The village was involved in the production of coarse earthenware, using clay dug on Wanstrow Common, until 1826.

==Governance==
The parish council has responsibility for local issues, including setting an annual precept (local rate) to cover the council’s operating costs and producing annual accounts for public scrutiny. The parish council evaluates local planning applications and works with the local police, district council officers, and neighbourhood watch groups on matters of crime, security, and traffic. The parish council's role also includes initiating projects for the maintenance and repair of parish facilities, as well as consulting with the district council on the maintenance, repair, and improvement of highways, drainage, footpaths, public transport, and street cleaning. Conservation matters (including trees and listed buildings) and environmental issues are also the responsibility of the council.

For local government purposes, since 1 April 2023, the village comes under the unitary authority of Somerset Council.

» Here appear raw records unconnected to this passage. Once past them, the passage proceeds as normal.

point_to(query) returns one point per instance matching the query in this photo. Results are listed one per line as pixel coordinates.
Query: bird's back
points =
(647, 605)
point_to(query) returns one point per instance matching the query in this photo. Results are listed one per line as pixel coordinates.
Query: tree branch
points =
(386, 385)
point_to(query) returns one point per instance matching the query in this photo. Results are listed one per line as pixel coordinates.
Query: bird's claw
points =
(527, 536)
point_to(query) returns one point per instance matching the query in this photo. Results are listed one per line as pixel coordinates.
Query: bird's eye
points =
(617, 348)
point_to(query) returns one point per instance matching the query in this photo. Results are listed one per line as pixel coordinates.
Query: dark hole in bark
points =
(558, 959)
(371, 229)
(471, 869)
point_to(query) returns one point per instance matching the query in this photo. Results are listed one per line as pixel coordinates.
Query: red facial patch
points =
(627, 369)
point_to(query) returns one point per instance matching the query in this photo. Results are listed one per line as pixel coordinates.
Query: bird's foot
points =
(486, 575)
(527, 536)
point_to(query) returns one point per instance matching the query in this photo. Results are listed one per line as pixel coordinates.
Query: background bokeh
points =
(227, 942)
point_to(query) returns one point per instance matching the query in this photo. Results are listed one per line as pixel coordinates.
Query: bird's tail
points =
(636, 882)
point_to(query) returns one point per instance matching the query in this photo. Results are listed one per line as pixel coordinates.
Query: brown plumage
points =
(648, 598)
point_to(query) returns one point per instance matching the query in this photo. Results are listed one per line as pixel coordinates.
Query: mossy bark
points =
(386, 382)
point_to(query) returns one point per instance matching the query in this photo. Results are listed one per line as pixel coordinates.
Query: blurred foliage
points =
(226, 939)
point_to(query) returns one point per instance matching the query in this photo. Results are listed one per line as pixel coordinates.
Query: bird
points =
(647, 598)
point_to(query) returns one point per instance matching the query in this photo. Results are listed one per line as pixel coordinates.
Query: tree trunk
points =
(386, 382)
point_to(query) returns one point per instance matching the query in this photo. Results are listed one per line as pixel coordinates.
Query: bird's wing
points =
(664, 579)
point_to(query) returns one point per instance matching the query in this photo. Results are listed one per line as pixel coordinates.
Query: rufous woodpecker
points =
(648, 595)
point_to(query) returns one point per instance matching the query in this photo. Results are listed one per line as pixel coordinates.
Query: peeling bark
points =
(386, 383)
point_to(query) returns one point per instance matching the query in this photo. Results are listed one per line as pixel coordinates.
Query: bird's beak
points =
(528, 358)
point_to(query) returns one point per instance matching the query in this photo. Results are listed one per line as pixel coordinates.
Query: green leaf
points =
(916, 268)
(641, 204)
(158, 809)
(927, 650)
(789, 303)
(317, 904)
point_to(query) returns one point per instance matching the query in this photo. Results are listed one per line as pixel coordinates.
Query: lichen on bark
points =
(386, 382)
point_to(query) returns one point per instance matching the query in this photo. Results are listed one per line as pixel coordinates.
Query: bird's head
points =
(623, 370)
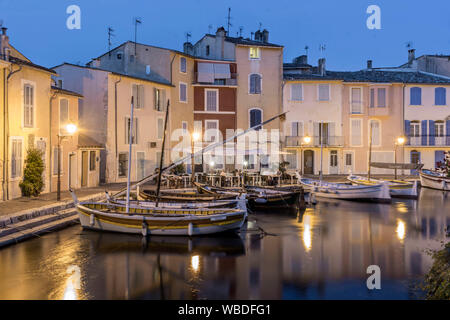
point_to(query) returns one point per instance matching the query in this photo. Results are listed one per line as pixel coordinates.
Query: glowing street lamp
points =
(69, 131)
(399, 141)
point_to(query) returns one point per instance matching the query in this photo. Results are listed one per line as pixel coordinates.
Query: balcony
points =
(428, 140)
(328, 141)
(218, 82)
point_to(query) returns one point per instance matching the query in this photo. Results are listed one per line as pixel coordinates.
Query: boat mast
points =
(158, 188)
(130, 139)
(370, 149)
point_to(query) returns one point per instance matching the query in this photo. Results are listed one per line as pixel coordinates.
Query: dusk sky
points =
(38, 28)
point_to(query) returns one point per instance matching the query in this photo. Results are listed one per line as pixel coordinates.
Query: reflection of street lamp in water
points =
(70, 130)
(398, 142)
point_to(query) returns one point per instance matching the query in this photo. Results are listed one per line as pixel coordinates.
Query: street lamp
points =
(306, 140)
(70, 129)
(398, 142)
(195, 137)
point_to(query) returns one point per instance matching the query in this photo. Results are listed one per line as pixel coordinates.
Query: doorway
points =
(308, 162)
(84, 168)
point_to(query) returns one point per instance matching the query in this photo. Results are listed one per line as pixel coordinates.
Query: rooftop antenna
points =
(110, 34)
(188, 35)
(137, 21)
(229, 21)
(322, 49)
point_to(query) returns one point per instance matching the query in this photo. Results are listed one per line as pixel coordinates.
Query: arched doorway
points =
(308, 162)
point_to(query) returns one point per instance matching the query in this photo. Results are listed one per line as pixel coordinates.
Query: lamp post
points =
(398, 142)
(306, 140)
(195, 137)
(70, 130)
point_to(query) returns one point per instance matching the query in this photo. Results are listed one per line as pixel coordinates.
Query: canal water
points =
(321, 253)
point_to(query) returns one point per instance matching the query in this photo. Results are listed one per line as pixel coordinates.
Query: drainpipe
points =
(50, 143)
(6, 134)
(115, 126)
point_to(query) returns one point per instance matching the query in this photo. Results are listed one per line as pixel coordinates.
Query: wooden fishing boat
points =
(377, 192)
(434, 180)
(397, 188)
(154, 221)
(184, 197)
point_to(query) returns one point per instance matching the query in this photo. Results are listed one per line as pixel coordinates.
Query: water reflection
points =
(321, 253)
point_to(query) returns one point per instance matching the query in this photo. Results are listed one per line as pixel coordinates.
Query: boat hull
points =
(434, 182)
(162, 224)
(379, 193)
(398, 189)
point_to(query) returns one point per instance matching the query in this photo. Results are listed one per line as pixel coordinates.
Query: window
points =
(348, 159)
(416, 96)
(16, 158)
(28, 106)
(255, 83)
(134, 138)
(63, 115)
(138, 96)
(439, 128)
(55, 160)
(160, 126)
(211, 100)
(324, 92)
(123, 164)
(356, 101)
(159, 99)
(183, 92)
(212, 128)
(254, 53)
(183, 64)
(297, 128)
(355, 130)
(292, 159)
(415, 129)
(381, 96)
(372, 98)
(255, 118)
(296, 92)
(375, 128)
(440, 97)
(91, 160)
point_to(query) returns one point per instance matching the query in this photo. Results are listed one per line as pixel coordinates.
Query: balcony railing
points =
(429, 140)
(327, 141)
(219, 82)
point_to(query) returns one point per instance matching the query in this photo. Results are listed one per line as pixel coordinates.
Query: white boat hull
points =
(434, 182)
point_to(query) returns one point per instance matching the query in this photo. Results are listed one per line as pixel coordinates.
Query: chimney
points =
(4, 45)
(265, 35)
(321, 66)
(220, 43)
(411, 56)
(188, 48)
(303, 59)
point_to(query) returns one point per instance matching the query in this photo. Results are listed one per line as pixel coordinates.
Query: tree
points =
(32, 183)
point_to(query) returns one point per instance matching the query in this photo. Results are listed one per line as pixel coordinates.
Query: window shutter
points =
(407, 131)
(424, 132)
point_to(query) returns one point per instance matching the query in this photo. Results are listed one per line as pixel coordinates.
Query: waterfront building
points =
(28, 120)
(257, 65)
(105, 118)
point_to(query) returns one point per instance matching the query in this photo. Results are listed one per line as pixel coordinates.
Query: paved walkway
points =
(25, 203)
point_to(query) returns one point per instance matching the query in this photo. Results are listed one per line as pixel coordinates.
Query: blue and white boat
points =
(377, 192)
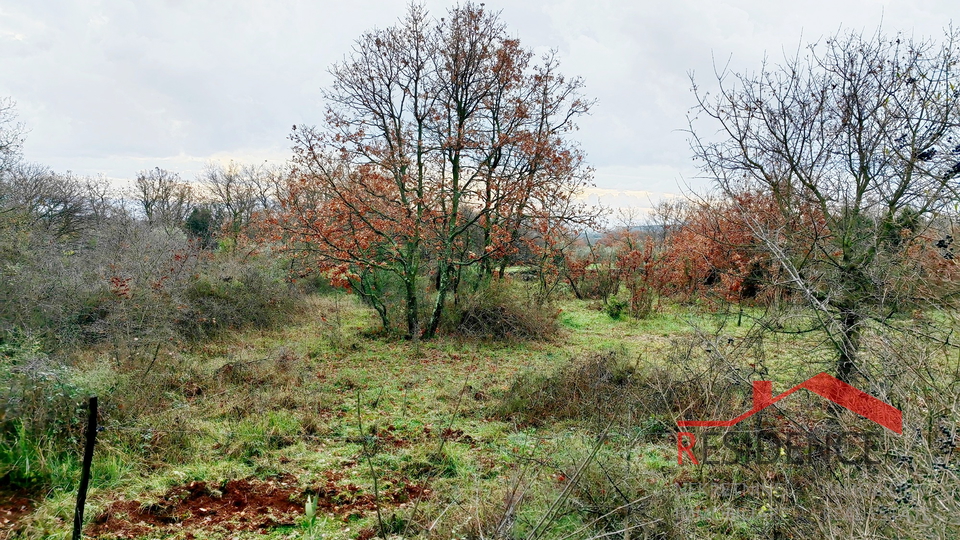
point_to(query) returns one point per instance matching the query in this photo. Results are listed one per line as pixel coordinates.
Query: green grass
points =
(324, 396)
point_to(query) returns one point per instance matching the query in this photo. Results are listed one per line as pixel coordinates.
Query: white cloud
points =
(115, 86)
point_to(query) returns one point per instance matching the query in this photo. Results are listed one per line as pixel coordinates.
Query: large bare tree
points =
(857, 140)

Prior to this, it was part of the non-metropolitan district of Mendip, which was formed on 1 April 1974 under the Local Government Act 1972, having previously been part of Frome Rural District.

It is also part of the Frome and East Somerset county constituency represented in the House of Commons of the Parliament of the United Kingdom. It elects one Member of Parliament (MP) by the first past the post system of election.

==Geography==
Cloford Quarry is a 39.92 hectare geological Site of Special Scientific Interest and Geological Conservation Review site important for the exposures of sediments of Triassic and Jurassic age which occur in major fissures within the Carboniferous Limestone. No other site in Britain shows such a variety and abundance of sediment-infilled fissures of this age. Cloford Quarry was the main location used for the planet Lakertya in the Doctor Who story Time and the Rani.

Leighton Road Cutting is another geological Site of Special Scientific Interest between East Cranmore and Cloford which provides exposure of a series of early Jurassic limestones, of Lower Lias age, which are the only known outcrops of these particular rocks to occur in a normal horizontally-bedded sequence in the Mendips.

==Transport==
Wanstrow railway station was a small station on the East Somerset Railway which opened in 1858, but the railway company did not build a station at Wanstrow. Local people paid for a small building, and a platform was built later. The station opened on 1 January 1860. It closed to passenger traffic with the rest of the line on 9 September 1963.

==Landmarks==
The manor house was built in the 17th century and has been designated as a Grade II* listed building.

==Religious sites==
In Cloford there is a Norman church, dedicated to St Mary, dates from the 15th century and was rebuilt in 1856. It is Grade II* listed.

In Wanstrow itself there is another 15th-century church, Church of St Mary.

==Notable residents==
Wanstrow is the birthplace of Joseph Harding, the "father of cheddar cheese".